2008年12月25日 17時44分07秒 | 「指揮者120人のコレを聴け!」より




 以下は、このところ続けている1998年6月に発行された『名指揮者120人のコレを聴け!』(洋泉社ムック/絶版)に寄せた原稿の再掲載です。10年前に書いたものですが、先週のように「10年前の…」とタイトルに入れていないのは、もちろん、バレンボイムのような現在進行形の音楽家ではないからです。
 9月1日付のブログの冒頭にも書きましたが、私は、原則としていつも、それぞれの演奏家についての考え方は、よほどのことでない限り、書き加えることはあっても、一度書いた内容を否定したり、書きなおしたりはしません。その時々の、売り手側で作り上げる風潮に合わせたりしていないから、と自負しているからです。だから、著書としてまとめる時にも、それまでに書きためたものをなるべくそのまま再録して、「初出誌一覧」を付けてきました。それが普通の書籍の作り方です。このブログも、いずれはカテゴリー分けをして(本で言えば「章建て」して)、完全な、私の文章のアーカイヴにするつもりですが、しばらくは、この、何がどこにあるのか分からない状態をお許しください。(少なくとも「ブログ内検索」だけは有効に使えます。)

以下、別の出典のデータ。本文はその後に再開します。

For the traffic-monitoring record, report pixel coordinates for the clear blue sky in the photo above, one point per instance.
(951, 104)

■ルネ・レイボヴィッツ Rene Leibowitz (1913~1972)

●略歴
 1913年にポーランドのワルシャワに生まれたが、26年に家族とともにパリに移住。30年から33年にベルリンでシェーンベルク、次いでウィーンでウェーベルンに師事、12音技法を修得した。フランスに戻ってからは、ラヴェルの指導も受けている。12音技法の指導者として、ブーレーズ、ヘンツェらに影響を与えた作曲家としても知られている。

●キーワード
 この人、ほんとに「指揮者」なの?

●レイボヴィッツを聴く3枚

○ストラヴィンスキー:バレエ音楽《春の祭典》/ロンドン・フェスティバルo. [CHESKY:CD42]1960年録音
 オーケストラは決してヘタではない。むしろ、当時の水準では、かなりのものだ。だが、指揮は相当に怪しい。たぶんきちんと振れていないのだろう。少々オーバーに表現すれば、リズムのややこしさをわかりやすく組み立て直して、イチ、ニ、イチ、ニと数えて、それでも「あ、ずれちゃった。ま、いっか」といった感じ。だが、この録音が行われた1960年当時、この曲に、どのような演奏があったかを考えると、それなりの意義を感じてしまう。必要な音が全部きちんと聞こえてくる真面目な演奏。61年に発売された時、『リーダーズ・ダイジェスト/世界名曲集』でこれを買った人は正解。

○A PORTRAIT OF FRANCE/パリ演奏協会o.、ロンドン・フェスティバルo. [CHESKY:CD57]1960年録音
 これは、フランス音楽の小品(ピエルネ、グノー、オッフェンバック他)を収めたオリジナルLPの8曲に、上記「春祭」のLPの余白に収録されていたドビュッシーの《牧神の午後への前奏曲》を加えたCD。メインの8曲のオケ名は「パリ音楽院」の名が使えなかったからと言われているが、どうだろうか? クリュタンスが振っていた頃の音楽院オケにしては、彼らのなかで出来上がっている美学にかなり反した裸形の音楽がむき出しになっている。レイボヴィッツがそれぞれの様式に無頓着な人だということがわかる。ただし、ラヴェルの《ラ・ヴァルス》は、ウィーン風のパロディではなくパリの社交界への風刺のようでおもしろい。

○ベートーヴェン:交響曲第2番ニ長調、同第5番《運命》、《レオノーレ》序曲第3番/ロイヤルpo.
[CHESKY:CD17]1960年録音
 レイボヴィッツには、このほかに『オペラの夕べ』と題する小品集もあるが、これは時代も国籍も無視して「どれも同じ味」になってしまっている。というよりも、塩、コショウどころか、醤油、ソース、タバスコも使わず、何の味もしないまま食べさせられるような演奏。「何も加えず、何も足さない」を、ほんとに実践してしまう人もいるのだ。ベートーヴェンの『第2』は、「スコアを隅々まで読みました」というだけのぶっきらぼうな演奏だが、音楽そのものが自分の力で凝縮していく。皮肉なことに、9曲のベートーヴェンの交響曲で一番、「これは、」という演奏のない盲点をクリアした盤がこれ。

(付記)
以上の3CDは、いずれも「リーダーズ・ダイジェスト」が発売した通信販売のセット物が原盤。